September 1, 2023

Payload assembly system

The Payload Assembly System is the instrument’s "cocoon", namely, a structural unit guaranteeing its thermal stability and mechanical resistance.

The Payload Assembly System is mechanically and thermally optimized to guarantee good structural resistance to launch vibrations and great thermal stability for the accelerometers inside the Sensor Unit (SU) and their Front End Electronics Units (FEEU), required for scientific measurements.

To guarantee the two required levels of thermal stability (± 1 mK for the SUs and ± 10 mK for the FEEUs), the Payload Assembly System must be isolated from the platform and the external environment, which constitute thermal sources of disturbances.
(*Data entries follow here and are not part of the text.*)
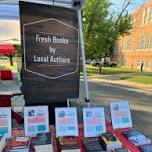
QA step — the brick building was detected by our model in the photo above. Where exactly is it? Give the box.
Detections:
[114,0,152,71]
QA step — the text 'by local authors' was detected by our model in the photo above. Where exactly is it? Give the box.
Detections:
[33,55,70,64]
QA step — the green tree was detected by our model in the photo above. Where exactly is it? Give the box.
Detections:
[83,0,132,74]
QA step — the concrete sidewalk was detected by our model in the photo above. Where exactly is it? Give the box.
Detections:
[88,73,152,92]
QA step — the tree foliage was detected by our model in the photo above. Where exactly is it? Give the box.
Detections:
[83,0,132,58]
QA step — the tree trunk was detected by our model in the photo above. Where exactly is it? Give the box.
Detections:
[99,64,102,75]
[9,56,13,66]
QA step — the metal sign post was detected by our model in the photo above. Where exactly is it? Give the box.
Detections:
[78,9,90,106]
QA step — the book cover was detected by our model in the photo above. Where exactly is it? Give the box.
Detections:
[60,141,81,152]
[123,130,151,146]
[112,148,129,152]
[140,144,152,152]
[31,132,53,152]
[10,137,30,152]
[83,138,105,152]
[100,133,122,152]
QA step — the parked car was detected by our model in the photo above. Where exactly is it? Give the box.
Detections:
[91,59,101,66]
[91,57,117,67]
[86,59,91,64]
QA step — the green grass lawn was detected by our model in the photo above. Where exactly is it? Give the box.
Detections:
[125,75,152,85]
[81,65,138,76]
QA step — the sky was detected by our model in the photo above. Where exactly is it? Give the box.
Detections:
[0,0,147,19]
[109,0,148,13]
[0,0,147,42]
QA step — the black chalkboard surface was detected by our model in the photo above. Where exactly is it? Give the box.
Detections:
[19,1,80,105]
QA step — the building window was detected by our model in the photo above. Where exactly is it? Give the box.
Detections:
[137,34,152,49]
[141,7,152,25]
[123,38,131,50]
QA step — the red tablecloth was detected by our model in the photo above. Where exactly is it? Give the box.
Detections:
[0,95,23,124]
[3,123,144,152]
[0,70,13,80]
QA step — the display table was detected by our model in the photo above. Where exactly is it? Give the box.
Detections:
[0,80,23,124]
[0,70,13,80]
[3,123,144,152]
[0,80,21,95]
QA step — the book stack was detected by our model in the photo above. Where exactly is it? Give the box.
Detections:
[10,137,30,152]
[60,141,81,152]
[31,132,53,152]
[123,130,151,146]
[112,148,129,152]
[100,133,122,152]
[140,144,152,152]
[0,133,5,152]
[83,138,105,152]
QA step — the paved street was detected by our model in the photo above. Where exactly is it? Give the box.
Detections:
[80,78,152,139]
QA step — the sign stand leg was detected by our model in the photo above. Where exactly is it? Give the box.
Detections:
[78,9,90,107]
[67,99,70,108]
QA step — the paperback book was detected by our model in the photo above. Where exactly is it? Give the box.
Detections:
[100,133,122,152]
[123,130,151,146]
[31,132,53,152]
[60,141,81,152]
[83,138,105,152]
[10,137,30,152]
[140,144,152,152]
[112,148,130,152]
[0,133,5,152]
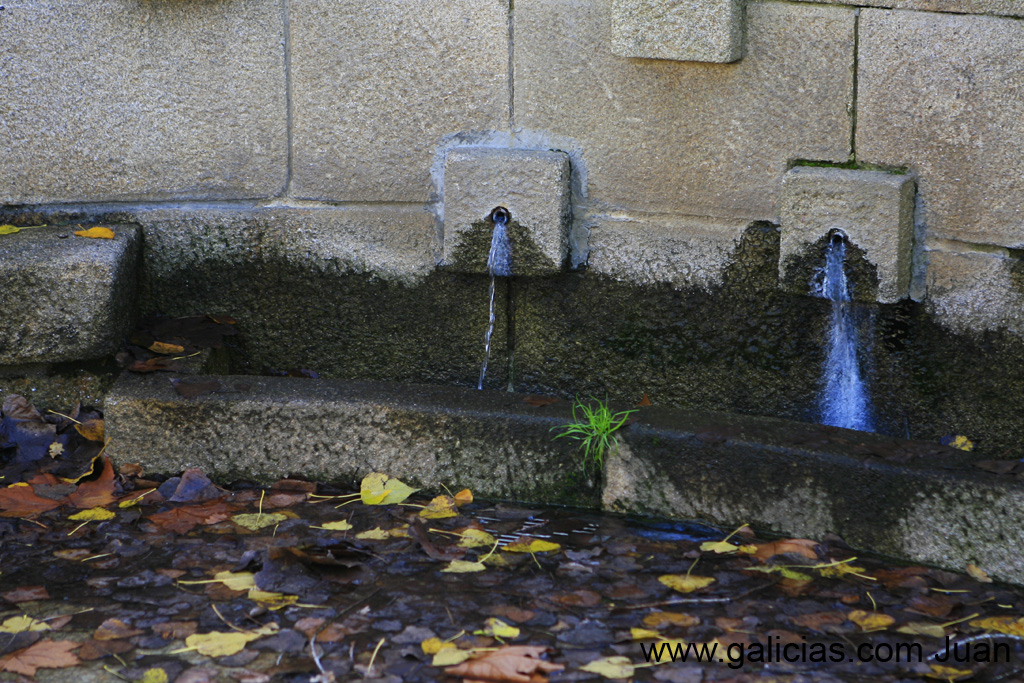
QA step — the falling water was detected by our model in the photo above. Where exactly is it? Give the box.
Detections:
[813,234,874,431]
[476,207,512,389]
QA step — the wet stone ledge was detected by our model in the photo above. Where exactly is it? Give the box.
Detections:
[105,375,1024,583]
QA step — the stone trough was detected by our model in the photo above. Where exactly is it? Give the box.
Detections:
[105,374,1024,583]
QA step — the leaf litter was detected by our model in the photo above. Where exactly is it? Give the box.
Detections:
[0,395,1024,683]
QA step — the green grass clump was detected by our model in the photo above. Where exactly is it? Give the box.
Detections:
[551,396,637,472]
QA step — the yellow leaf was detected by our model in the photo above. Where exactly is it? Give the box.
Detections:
[502,539,561,553]
[441,560,487,573]
[967,563,992,584]
[212,571,256,591]
[896,622,946,638]
[138,669,169,683]
[657,573,715,593]
[420,496,459,519]
[359,472,419,505]
[176,623,278,657]
[630,628,662,640]
[580,655,634,678]
[970,616,1024,638]
[430,647,476,667]
[925,664,974,682]
[0,614,50,634]
[459,528,498,548]
[420,637,455,654]
[68,508,117,522]
[246,588,299,610]
[847,609,896,631]
[476,616,519,638]
[231,512,288,531]
[150,342,185,354]
[75,227,114,240]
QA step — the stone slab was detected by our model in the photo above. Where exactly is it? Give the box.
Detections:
[0,0,288,204]
[444,147,572,275]
[0,225,139,366]
[289,0,510,202]
[611,0,744,62]
[857,9,1024,248]
[925,250,1024,336]
[105,375,1024,583]
[778,166,915,303]
[514,0,855,220]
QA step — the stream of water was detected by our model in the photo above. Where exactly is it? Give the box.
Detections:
[476,209,512,389]
[812,234,874,431]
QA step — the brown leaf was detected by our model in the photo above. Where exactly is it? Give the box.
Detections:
[444,645,565,683]
[0,640,79,676]
[150,500,236,533]
[0,586,50,603]
[65,456,117,509]
[92,618,144,640]
[0,485,60,517]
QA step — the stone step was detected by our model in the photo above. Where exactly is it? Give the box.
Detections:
[106,374,1024,583]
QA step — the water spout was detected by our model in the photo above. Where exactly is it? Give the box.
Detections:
[476,207,512,389]
[812,232,874,431]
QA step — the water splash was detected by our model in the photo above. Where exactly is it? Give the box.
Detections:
[476,207,512,389]
[812,234,874,431]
To this end, it is fixed to the most stable thermal wall of the satellite: the one that never sees the sun. Its structure is composed of two stages conductively decoupled by insulating titanium bars, and the unit is radiatively isolated from the remainder of the platform by a multilayer insulating blanket (MLI).

There is a radiator at the base of the Payload Assembly System to reject heat dissipated from the FEEU (12 W). A baffle is installed around this radiator to limit the inputs of variable heat fluxes coming from the Earth, which would adversely impact the FEEU’s thermal stability.

The Payload Assembly System weighs approximately 50 kg. Its diameter is 52 cm and its height 55 cm.

A mock-up was built in the first phase of the project to prove the feasibility of employing completely passive thermal control (i.e. without active regulation, which would disturb scientific measurements) to reach the particularly ambitious required thermal stability performance.

The mock-up was to be representative in terms of thermal inertia (mass and the nature of materials), geometry, and direct and radiative couplings. For example, the electric cables connecting the accelerometers to their front-end electronics were also modelled. Indeed, their particularly heat-conducting copper core plays a significant role in heat exchange between the various stages of the Payload Assembly System.

Thermal tests on this mock-up consisted in reproducing a certain number of thermal disturbances (representative of those expected in flight) at the interfaces of this unit and in measuring the effect on the temperature stability of the SU and FEEU mock-ups. This required a finely tuned methodology able to detect temperature variations lower than one mK.